According to the protocol, except Bhutan, three other signatories will allow all kinds of vehicles to ply between them. It introduced three categories—light commercial vehicles (up to 7,500 kilograms), medium commercial vehicles (7,500-12,000 kilograms) and heavy commercial vehicles (above 12,000 kilograms)—under the cargo vehicle movement permits.
In order to finalise the protocol, there were trial runs in 2015 and 2016. It demonstrated that a seamless movement of passengers, personal and cargo vehicular traffic is possible. The cargo trial run was conducted between Kolkata-Dhaka-Agartala route (600km) in November, 2015; between Dhaka and Delhi (1,780km) from 29 August to 5 September 2016; while a passenger bus trial run was done from Dhaka to Kathmandu via India on April 23, 2018.
According to the Asian Development Bank, which supports the execution of the BBIN—MVA, the now proposed trial run routes are Kathmandu-Bhairahawa-Sunauli-Lucknow-Kanpur-New Delhi and Kathmandu-Birgunj-Raxaul-Kolkata between Nepal and India.
The Kathmandu–Kakarvitta–Panitanki–Siliguri-Phulbari–Banglabandha–Mongla/Chattogram route is proposed as a trial route between Nepal, India and Bangladesh.
Officials of the concerned countries met in New Delhi in March 2022 and agreed to formulate a time-bound action plan to execute the motor vehicle agreement; suggested carrying out more trial runs and requested the ADB to support the trial. The bank had later proposed a modality, according to the concept paper of the MVA.
The trial runs were conducted between Bangladesh, India and Nepal or only between two countries. Bhutan has signed the BBIN-MVA and given its consent to the protocol but it did not participate in the trial runs.
The Asian Highway being built by the ADB will be a corridor that will play a vital role for the implementation of the BBIN-MVA.
The ADB also concluded studies on route harmonisation (routes-based origin-destination analysis); route identification; fee determination; cross-border vehicle insurance; and BBIN implication study for Nepal, among others.
Officials said Nepal will have direct access to four Indian ports–Kolkata, Haldia, Visakhapatnam, and Mundra.
The ADB had a presentation in Kathmandu on January 22 with the Nepali private sector stakeholders where diverse Nepali perspectives on the BBIN-MVA were discussed. In the private sector, there are concerns about the ability to compete with Indian companies and the risk of losing the current market share.
Nepali transport companies and crews lack the experience in navigating Indian routes, posing a challenge to cross-border operations.
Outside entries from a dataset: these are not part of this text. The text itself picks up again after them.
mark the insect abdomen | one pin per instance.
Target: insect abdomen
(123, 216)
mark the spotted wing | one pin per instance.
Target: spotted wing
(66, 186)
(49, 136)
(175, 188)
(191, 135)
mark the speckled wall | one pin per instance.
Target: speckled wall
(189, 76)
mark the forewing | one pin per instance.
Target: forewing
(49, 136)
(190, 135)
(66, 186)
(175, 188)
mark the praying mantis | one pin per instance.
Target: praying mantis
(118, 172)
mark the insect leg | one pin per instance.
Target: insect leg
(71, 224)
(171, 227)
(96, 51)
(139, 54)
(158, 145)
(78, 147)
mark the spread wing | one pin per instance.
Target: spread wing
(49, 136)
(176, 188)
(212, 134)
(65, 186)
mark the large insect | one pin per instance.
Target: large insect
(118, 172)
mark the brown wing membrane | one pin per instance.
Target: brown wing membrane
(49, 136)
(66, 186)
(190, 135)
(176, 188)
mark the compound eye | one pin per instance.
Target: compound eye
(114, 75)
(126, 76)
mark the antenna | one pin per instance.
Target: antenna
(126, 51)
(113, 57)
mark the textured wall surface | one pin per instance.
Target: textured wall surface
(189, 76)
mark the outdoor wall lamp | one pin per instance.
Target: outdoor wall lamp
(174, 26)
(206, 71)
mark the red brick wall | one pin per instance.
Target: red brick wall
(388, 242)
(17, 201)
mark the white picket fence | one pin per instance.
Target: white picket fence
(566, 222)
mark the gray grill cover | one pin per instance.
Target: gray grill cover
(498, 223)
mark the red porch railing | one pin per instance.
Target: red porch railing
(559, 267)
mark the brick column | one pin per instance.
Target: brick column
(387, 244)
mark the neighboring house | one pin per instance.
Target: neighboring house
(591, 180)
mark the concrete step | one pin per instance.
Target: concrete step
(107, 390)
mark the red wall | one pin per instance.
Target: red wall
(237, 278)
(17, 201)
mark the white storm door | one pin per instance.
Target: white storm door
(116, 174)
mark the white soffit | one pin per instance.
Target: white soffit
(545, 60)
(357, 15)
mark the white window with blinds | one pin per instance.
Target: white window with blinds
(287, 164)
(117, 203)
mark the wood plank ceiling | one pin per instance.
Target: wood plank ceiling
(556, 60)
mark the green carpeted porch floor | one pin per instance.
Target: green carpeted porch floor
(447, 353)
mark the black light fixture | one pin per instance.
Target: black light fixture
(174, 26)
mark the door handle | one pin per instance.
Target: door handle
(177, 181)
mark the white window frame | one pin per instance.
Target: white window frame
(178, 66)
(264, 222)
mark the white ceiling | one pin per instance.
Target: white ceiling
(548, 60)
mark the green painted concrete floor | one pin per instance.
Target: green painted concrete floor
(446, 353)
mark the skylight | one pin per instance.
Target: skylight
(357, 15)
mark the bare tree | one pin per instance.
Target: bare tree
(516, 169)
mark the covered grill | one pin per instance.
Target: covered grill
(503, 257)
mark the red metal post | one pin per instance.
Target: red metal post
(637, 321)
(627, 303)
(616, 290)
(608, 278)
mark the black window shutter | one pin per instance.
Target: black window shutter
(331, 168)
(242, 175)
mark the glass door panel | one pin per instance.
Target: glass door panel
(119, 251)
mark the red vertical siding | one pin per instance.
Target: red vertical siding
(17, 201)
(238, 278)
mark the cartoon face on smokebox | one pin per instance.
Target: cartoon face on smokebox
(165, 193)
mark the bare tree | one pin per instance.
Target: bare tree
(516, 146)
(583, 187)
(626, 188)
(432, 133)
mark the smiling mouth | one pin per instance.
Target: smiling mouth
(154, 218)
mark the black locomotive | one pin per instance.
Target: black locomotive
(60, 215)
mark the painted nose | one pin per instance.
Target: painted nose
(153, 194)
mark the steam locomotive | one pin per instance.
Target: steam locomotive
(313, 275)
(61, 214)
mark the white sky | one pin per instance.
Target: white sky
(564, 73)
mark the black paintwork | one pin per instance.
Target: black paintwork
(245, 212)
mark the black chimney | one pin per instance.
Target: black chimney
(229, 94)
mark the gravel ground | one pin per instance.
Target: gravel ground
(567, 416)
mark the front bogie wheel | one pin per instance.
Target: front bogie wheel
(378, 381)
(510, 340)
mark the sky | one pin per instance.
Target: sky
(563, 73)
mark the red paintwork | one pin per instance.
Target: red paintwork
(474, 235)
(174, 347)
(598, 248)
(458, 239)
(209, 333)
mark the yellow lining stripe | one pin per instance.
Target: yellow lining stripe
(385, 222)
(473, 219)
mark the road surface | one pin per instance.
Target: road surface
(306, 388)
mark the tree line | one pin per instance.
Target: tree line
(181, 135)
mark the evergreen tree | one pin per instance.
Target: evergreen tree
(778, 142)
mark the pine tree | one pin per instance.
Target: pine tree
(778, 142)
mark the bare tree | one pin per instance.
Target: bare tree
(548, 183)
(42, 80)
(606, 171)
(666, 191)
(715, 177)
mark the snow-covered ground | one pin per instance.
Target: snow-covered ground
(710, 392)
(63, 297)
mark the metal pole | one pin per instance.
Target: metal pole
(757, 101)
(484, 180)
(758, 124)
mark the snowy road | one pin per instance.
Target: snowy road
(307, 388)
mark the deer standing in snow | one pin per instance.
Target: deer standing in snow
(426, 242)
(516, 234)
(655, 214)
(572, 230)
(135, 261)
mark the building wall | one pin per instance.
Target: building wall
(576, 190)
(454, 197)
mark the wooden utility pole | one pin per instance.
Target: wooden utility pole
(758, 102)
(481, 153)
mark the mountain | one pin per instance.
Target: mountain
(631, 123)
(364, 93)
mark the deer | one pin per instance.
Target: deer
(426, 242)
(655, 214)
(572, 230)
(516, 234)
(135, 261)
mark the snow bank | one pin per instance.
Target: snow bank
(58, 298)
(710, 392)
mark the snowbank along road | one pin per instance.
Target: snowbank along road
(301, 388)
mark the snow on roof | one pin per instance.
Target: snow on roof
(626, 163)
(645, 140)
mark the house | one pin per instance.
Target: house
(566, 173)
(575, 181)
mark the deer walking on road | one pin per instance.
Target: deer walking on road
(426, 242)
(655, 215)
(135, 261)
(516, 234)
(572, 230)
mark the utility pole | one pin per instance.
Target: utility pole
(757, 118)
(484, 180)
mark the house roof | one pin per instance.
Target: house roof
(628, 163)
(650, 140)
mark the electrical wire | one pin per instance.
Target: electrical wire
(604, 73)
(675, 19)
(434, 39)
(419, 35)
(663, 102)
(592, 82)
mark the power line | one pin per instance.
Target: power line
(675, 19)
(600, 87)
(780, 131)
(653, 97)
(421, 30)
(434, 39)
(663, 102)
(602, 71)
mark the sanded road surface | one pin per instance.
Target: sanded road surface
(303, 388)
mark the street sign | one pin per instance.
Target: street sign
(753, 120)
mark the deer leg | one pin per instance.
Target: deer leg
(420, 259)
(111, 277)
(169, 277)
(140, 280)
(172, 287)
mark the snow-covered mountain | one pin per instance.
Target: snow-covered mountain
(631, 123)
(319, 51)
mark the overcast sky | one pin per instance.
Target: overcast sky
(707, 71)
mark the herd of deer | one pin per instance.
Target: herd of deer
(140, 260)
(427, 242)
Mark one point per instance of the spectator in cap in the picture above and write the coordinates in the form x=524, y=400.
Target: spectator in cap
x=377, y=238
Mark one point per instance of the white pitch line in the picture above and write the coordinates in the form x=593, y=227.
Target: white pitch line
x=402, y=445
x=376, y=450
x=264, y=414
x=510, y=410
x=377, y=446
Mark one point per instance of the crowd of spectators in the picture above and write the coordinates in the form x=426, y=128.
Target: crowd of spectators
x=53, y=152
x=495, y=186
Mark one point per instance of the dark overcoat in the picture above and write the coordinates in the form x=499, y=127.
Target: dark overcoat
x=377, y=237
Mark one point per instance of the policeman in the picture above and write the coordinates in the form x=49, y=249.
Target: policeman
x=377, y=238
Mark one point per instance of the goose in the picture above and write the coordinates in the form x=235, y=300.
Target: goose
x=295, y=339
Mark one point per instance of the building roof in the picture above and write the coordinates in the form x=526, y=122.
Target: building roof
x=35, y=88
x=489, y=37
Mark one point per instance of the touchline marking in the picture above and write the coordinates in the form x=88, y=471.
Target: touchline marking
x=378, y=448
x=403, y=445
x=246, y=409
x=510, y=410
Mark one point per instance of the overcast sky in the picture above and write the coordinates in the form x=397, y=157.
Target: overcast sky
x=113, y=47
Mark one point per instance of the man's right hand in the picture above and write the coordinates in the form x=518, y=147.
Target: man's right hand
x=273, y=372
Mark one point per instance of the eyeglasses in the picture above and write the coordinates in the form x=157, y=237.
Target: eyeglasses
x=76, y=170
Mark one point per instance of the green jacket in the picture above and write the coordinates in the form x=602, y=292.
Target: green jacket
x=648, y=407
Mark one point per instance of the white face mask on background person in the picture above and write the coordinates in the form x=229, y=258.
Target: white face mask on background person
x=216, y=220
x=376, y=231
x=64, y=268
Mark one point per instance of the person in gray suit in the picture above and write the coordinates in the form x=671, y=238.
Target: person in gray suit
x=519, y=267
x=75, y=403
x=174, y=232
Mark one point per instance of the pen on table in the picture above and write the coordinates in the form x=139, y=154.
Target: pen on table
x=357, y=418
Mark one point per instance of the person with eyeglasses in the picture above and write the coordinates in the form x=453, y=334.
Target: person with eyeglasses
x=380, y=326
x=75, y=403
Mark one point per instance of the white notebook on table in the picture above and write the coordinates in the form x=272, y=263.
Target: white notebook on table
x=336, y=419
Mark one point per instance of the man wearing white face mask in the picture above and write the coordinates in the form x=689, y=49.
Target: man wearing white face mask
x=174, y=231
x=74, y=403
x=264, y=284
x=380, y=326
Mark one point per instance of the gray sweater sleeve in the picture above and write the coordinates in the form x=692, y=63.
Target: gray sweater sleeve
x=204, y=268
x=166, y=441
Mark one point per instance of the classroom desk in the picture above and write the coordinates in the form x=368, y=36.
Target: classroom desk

Inadequate road infrastructure and the lack of lab testing facilities at border crossing points (BCP) complicate smooth cross-border transport.
The ADB also pointed out weak coordination among regulatory agencies responsible for border control. Stakeholders foresee a surge in vehicles from India and Bangladesh entering Nepal post-agreement implementation. For Nepali transporters, the high tariff on vehicles leads to elevated costs, undermining their competitiveness.
According to officials from multiple government agencies, all requirements including seeking comments from the stakeholders such as the Federation of Nepalese Chambers of Commerce and Industries have been completed. The FNCCI on March 25 forwarded its nine-point suggestions and recommendations to the Ministry of Foreign Affairs for consideration.
The protocol has provisions for permits; fees and charges; vehicle tracking system; unscheduled halts, accidents and vehicle breakdowns; motor liability insurance; specifications of the vehicles; number and volume of traffic vehicles and other customs issues; cross-border movement of passengers and crews; international transit; terms for establishment of authorised operator branch offices and lists of prohibited/restricted goods.
The protocol also envisions various institutional mechanisms for implementation; and cooperation for investigation and repression of violations; among other issues.
As per its text, signatories to the protocol will establish, within two years from its signing, an electronic platform with appropriate software and hardware for efficient tracking of vehicles plying under the agreement. The nations will establish a common electronic platform for the monitoring of vehicle and cargo movements and the implementation of safety measures.
The crew of the vehicles must be citizens of the signatory countries. They will travel on the basis of valid passports or other documents.
When a visa is required for cross-border travel, the application for a visa by the drivers and crew will be supported by the copy of his/her Crew Identity Card issued in accordance with Annexure-III of the agreement. The applicant must also submit a copy of his/her driving licence. The Crew Identity Card is issued in paper form or as a smart card.
As an institutional arrangement, a permanent National Land Transport Facilitation Committee or a similar body chaired by the secretary and comprising the representatives of all agencies will be set up to coordinate and monitor the implementation of the agreement and the protocol.
A Joint Land Transport Facilitation Committee to monitor and review the implementation of the agreement and serve as a platform for amicable settlement of disputes will be set up.
Likewise, a customs subgroup to regulate the entry and exit of motor vehicles will be established, according to the protocol.
The protocol also has provisions including for suspension, withdrawal, review and amendment of the agreement.
Moreover, the ADB has stressed on the need for awareness on the agreement’s significance among leaders of major political parties in order to build “national consensus”.
The bank will expedite road infrastructure projects and upgrades on the designated BBIN routes to ensure seamless vehicular movement and prepare adequate facilities at border points to implement the agreement with limited permits on feasible routes.